A prefeita de Pedra Preta, Iraci Ferreira de Souza, apresentou uma representação disciplinar contra o vereador Carlos Fernando Pereira de Oliveira, o “Fernando do Galvileiro”, sob acusação de violência política de gênero e quebra de decoro parlamentar.

A denúncia foi encaminhada à Procuradoria Especial da Mulher da Câmara Municipal e, posteriormente, remetida à Presidência do Legislativo para análise e adoção das providências cabíveis. No documento de encaminhamento, a própria Procuradoria ressalta que não possui natureza investigativa ou poder para aplicar sanções, cabendo aos órgãos competentes da Câmara analisar o caso.

Segundo a representação, os episódios teriam ocorrido durante fiscalizações e manifestações públicas realizadas pelo vereador nos meses de junho, julho e agosto de 2026. A prefeita sustenta que as críticas ultrapassaram o debate administrativo e passaram a conter ataques pessoais e expressões consideradas ofensivas.

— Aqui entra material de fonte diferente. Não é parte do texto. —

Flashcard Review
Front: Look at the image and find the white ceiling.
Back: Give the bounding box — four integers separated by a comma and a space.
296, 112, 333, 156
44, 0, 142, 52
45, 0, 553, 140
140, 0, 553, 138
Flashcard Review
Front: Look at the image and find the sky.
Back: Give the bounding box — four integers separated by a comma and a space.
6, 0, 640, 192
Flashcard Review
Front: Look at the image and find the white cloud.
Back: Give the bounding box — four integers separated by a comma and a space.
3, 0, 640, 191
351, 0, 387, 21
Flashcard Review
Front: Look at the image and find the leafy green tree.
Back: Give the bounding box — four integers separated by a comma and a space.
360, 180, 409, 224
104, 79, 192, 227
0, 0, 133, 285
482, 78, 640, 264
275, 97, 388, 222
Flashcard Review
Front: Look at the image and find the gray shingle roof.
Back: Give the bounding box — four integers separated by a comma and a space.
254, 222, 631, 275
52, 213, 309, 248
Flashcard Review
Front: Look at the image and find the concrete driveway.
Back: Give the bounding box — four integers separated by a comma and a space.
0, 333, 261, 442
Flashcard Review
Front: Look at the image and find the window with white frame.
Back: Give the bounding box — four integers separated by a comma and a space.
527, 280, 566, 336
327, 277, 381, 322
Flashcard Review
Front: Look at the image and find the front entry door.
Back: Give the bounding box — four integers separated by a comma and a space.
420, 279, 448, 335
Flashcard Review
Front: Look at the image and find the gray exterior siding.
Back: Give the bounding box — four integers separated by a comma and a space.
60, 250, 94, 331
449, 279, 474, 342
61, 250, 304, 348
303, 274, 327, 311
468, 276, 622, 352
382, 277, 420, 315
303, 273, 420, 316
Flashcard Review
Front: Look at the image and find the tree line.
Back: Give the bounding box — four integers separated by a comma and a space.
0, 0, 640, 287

Entre os episódios citados está uma fiscalização realizada no Distrito Industrial, em junho, quando o parlamentar fez críticas à administração municipal. Outro fato apontado ocorreu às margens da Rodovia 459, em julho. A representação também relata um episódio ocorrido em 11 de agosto, na Farmácia Municipal, quando o vereador realizou uma transmissão ao vivo e questionou a falta de medicamentos. A defesa da prefeita afirma que, durante essas manifestações, foram utilizadas expressões como “incompetente”, “omissa” e “mentirosa”.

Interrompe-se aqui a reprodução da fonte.